Overview
Photography is one of those industries where everyone has a camera but not everyone has a business. Studios and agencies hiring junior photographers want to see that you can deliver consistent, high quality work on deadline, not just take a good photo once. Freelance clients, published images, and studio experience all help prove you are ready for professional work.
This resume belongs to Maisie Turner, a Photography graduate from the University of the West of England. She built a freelance business during university, worked as a studio assistant at a commercial studio, and had her work published in four regional publications. Her resume succeeds because it treats photography as a professional discipline with measurable outputs.
What Makes This Resume Work
Freelance revenue and client volume are included. 50+ paid shoots and over £6,500 in revenue shows this is not a hobby. A 100% five star review rate on Google adds credibility. These numbers tell a hiring manager that Maisie can manage client expectations and deliver results consistently.

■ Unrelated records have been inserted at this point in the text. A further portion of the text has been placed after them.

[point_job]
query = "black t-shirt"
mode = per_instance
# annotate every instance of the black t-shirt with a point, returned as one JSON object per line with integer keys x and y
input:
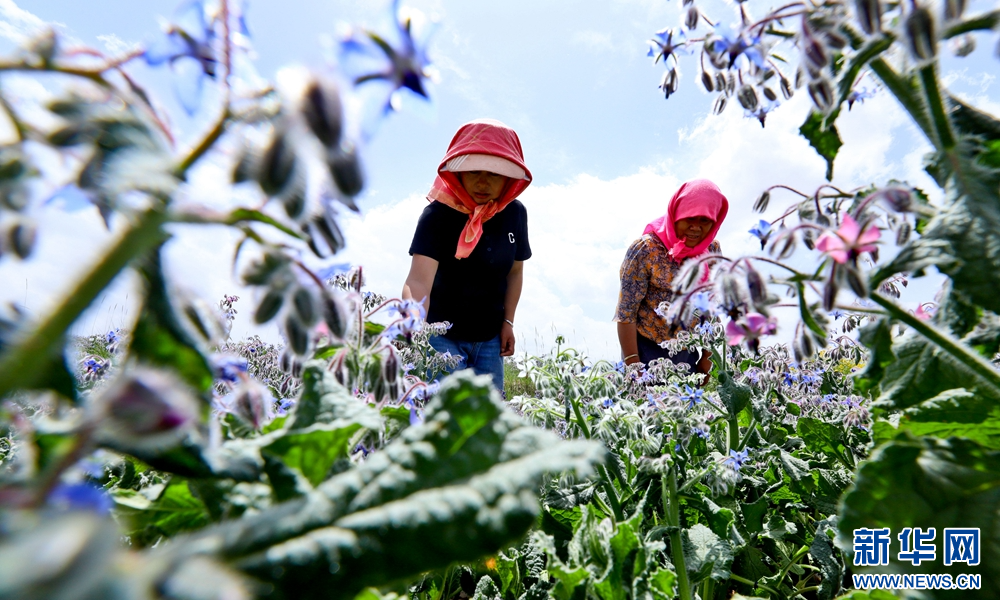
{"x": 470, "y": 292}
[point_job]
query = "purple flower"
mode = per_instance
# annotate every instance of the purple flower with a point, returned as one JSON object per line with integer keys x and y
{"x": 284, "y": 405}
{"x": 763, "y": 232}
{"x": 81, "y": 496}
{"x": 859, "y": 96}
{"x": 736, "y": 42}
{"x": 691, "y": 396}
{"x": 229, "y": 368}
{"x": 395, "y": 63}
{"x": 736, "y": 460}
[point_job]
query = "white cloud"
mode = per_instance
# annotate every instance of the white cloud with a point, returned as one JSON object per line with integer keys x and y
{"x": 17, "y": 24}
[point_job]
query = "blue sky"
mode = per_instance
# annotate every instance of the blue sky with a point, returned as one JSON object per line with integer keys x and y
{"x": 571, "y": 77}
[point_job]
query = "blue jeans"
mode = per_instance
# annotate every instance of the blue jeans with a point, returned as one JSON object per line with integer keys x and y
{"x": 482, "y": 357}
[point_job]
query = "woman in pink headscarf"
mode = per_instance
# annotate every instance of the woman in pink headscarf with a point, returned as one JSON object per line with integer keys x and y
{"x": 470, "y": 246}
{"x": 693, "y": 218}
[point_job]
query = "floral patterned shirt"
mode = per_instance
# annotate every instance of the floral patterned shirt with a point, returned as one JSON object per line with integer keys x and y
{"x": 647, "y": 274}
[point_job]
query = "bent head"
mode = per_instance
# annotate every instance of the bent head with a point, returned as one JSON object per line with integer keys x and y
{"x": 483, "y": 186}
{"x": 693, "y": 230}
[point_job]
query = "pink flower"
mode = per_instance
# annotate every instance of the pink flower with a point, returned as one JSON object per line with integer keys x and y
{"x": 849, "y": 241}
{"x": 756, "y": 325}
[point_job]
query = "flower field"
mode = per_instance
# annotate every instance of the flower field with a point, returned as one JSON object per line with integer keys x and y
{"x": 166, "y": 459}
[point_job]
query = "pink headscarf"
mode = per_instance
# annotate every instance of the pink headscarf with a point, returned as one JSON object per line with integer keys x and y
{"x": 697, "y": 198}
{"x": 483, "y": 136}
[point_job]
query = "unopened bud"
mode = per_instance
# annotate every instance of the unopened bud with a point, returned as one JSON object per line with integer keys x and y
{"x": 920, "y": 36}
{"x": 786, "y": 88}
{"x": 869, "y": 15}
{"x": 322, "y": 110}
{"x": 323, "y": 227}
{"x": 22, "y": 237}
{"x": 269, "y": 306}
{"x": 815, "y": 53}
{"x": 146, "y": 406}
{"x": 857, "y": 281}
{"x": 334, "y": 315}
{"x": 692, "y": 17}
{"x": 821, "y": 93}
{"x": 963, "y": 45}
{"x": 305, "y": 306}
{"x": 277, "y": 164}
{"x": 294, "y": 202}
{"x": 298, "y": 336}
{"x": 762, "y": 201}
{"x": 390, "y": 366}
{"x": 720, "y": 104}
{"x": 903, "y": 233}
{"x": 345, "y": 167}
{"x": 953, "y": 9}
{"x": 756, "y": 285}
{"x": 706, "y": 82}
{"x": 669, "y": 83}
{"x": 252, "y": 404}
{"x": 747, "y": 97}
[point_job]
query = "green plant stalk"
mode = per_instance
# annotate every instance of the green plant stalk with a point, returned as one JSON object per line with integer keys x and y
{"x": 756, "y": 585}
{"x": 672, "y": 513}
{"x": 734, "y": 431}
{"x": 791, "y": 561}
{"x": 609, "y": 489}
{"x": 976, "y": 363}
{"x": 579, "y": 417}
{"x": 22, "y": 365}
{"x": 945, "y": 137}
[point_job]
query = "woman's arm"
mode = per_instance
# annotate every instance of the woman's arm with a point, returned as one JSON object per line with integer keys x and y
{"x": 628, "y": 340}
{"x": 515, "y": 280}
{"x": 420, "y": 280}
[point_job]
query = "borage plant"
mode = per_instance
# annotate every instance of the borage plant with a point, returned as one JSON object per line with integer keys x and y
{"x": 235, "y": 469}
{"x": 935, "y": 383}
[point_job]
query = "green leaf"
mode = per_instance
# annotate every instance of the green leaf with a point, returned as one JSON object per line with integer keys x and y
{"x": 952, "y": 413}
{"x": 778, "y": 528}
{"x": 859, "y": 59}
{"x": 460, "y": 486}
{"x": 158, "y": 337}
{"x": 821, "y": 436}
{"x": 825, "y": 139}
{"x": 486, "y": 589}
{"x": 922, "y": 371}
{"x": 877, "y": 337}
{"x": 323, "y": 400}
{"x": 663, "y": 583}
{"x": 151, "y": 516}
{"x": 868, "y": 595}
{"x": 930, "y": 483}
{"x": 827, "y": 557}
{"x": 706, "y": 554}
{"x": 963, "y": 239}
{"x": 313, "y": 450}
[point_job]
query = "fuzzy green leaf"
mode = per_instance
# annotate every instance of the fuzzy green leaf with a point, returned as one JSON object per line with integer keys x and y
{"x": 930, "y": 483}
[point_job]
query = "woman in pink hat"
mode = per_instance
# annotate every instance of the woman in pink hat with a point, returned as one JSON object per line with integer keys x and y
{"x": 693, "y": 218}
{"x": 470, "y": 246}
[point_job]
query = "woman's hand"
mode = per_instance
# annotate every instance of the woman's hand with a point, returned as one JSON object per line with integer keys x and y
{"x": 506, "y": 339}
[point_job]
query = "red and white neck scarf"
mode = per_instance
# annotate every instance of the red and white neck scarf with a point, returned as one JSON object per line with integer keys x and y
{"x": 697, "y": 198}
{"x": 481, "y": 137}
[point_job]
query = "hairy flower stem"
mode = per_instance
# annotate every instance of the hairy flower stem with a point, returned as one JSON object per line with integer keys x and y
{"x": 944, "y": 136}
{"x": 976, "y": 363}
{"x": 26, "y": 362}
{"x": 609, "y": 489}
{"x": 672, "y": 513}
{"x": 905, "y": 93}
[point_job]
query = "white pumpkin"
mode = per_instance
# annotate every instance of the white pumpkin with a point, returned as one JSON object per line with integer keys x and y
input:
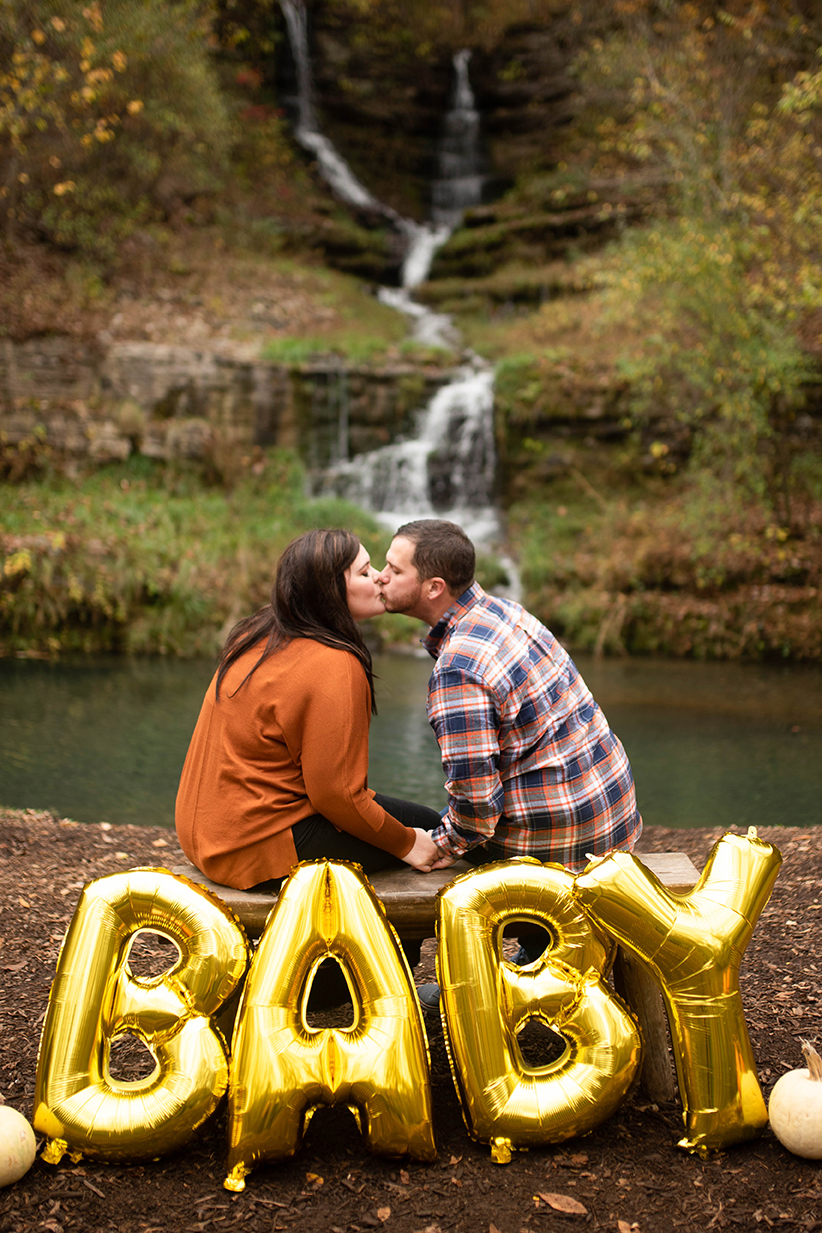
{"x": 16, "y": 1146}
{"x": 795, "y": 1107}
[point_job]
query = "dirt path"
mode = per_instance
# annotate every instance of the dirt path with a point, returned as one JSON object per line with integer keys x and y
{"x": 627, "y": 1175}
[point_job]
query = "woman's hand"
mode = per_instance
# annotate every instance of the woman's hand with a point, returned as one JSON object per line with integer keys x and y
{"x": 423, "y": 853}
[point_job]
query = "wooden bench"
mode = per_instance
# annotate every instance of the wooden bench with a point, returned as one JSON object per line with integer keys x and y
{"x": 409, "y": 900}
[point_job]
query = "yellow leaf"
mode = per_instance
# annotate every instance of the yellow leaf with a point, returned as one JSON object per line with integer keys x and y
{"x": 563, "y": 1204}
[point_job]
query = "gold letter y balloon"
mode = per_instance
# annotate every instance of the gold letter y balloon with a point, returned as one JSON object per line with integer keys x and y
{"x": 694, "y": 945}
{"x": 282, "y": 1069}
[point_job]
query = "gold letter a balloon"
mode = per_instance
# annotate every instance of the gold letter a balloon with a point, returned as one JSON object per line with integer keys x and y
{"x": 282, "y": 1069}
{"x": 694, "y": 945}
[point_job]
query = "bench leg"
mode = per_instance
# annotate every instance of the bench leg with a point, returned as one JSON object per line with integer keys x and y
{"x": 632, "y": 980}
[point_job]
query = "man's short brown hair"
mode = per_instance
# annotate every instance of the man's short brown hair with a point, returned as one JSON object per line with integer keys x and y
{"x": 441, "y": 550}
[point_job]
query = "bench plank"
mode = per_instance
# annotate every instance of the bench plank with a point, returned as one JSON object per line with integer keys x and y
{"x": 409, "y": 898}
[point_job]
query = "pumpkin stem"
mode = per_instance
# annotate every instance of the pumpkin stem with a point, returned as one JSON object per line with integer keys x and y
{"x": 813, "y": 1060}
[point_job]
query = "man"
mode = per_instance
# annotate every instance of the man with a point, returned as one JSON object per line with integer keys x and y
{"x": 531, "y": 766}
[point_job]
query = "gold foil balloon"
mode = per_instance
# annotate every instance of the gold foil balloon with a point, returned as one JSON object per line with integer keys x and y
{"x": 282, "y": 1069}
{"x": 693, "y": 945}
{"x": 486, "y": 1001}
{"x": 95, "y": 999}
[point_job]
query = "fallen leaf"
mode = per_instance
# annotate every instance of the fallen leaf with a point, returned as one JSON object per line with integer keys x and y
{"x": 565, "y": 1204}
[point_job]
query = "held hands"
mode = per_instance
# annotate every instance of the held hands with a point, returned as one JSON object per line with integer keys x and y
{"x": 424, "y": 855}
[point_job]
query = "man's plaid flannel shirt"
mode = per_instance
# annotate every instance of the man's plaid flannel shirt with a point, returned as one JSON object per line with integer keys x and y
{"x": 531, "y": 766}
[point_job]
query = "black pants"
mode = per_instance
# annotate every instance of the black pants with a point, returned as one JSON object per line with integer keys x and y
{"x": 316, "y": 839}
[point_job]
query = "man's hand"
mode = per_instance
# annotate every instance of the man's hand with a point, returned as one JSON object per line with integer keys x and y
{"x": 424, "y": 856}
{"x": 444, "y": 862}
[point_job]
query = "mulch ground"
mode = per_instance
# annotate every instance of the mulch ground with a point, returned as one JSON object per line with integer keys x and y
{"x": 627, "y": 1175}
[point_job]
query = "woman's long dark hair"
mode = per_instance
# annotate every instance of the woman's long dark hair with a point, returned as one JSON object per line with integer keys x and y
{"x": 308, "y": 599}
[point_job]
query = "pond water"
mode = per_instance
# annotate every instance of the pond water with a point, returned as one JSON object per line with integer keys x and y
{"x": 711, "y": 744}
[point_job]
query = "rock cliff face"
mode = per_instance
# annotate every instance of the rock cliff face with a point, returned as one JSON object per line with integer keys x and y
{"x": 178, "y": 402}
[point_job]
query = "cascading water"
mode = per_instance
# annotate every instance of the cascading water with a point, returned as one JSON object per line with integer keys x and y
{"x": 447, "y": 470}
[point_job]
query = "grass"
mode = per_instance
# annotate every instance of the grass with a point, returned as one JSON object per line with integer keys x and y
{"x": 146, "y": 560}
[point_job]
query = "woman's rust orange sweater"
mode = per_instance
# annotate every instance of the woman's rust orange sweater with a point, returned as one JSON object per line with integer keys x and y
{"x": 288, "y": 742}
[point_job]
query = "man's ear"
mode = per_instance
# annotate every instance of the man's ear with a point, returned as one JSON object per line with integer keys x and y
{"x": 435, "y": 588}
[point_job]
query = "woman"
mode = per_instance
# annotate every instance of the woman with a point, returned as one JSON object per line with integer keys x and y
{"x": 276, "y": 771}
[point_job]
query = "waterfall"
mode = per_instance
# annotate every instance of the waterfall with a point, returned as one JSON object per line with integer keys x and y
{"x": 447, "y": 469}
{"x": 460, "y": 179}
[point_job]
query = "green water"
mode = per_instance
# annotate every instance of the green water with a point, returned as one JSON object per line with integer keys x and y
{"x": 711, "y": 745}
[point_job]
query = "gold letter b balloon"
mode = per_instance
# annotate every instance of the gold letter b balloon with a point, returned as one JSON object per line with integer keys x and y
{"x": 95, "y": 999}
{"x": 486, "y": 1003}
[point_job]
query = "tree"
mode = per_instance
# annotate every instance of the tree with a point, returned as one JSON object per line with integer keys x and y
{"x": 106, "y": 114}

Studio experience covers the technical foundations. Setting up 80+ shoots, managing 25,000+ images, and retouching 300 product photos shows Maisie understands the less glamorous side of professional photography: file management, post-production workflows, and equipment handling.
Publications and awards provide external validation. Being published in four regional magazines and shortlisted for the BJP Student Photography Award proves her work meets editorial standards, not just university assessment criteria.
Key Takeaways
If you want a career in photography, build a track record before you graduate. Every paid shoot, published image, and client review is evidence that you can do the job professionally. Count your shoots, your revenue, and your publications. Studios want photographers who can deliver consistently, and your resume should prove you already do.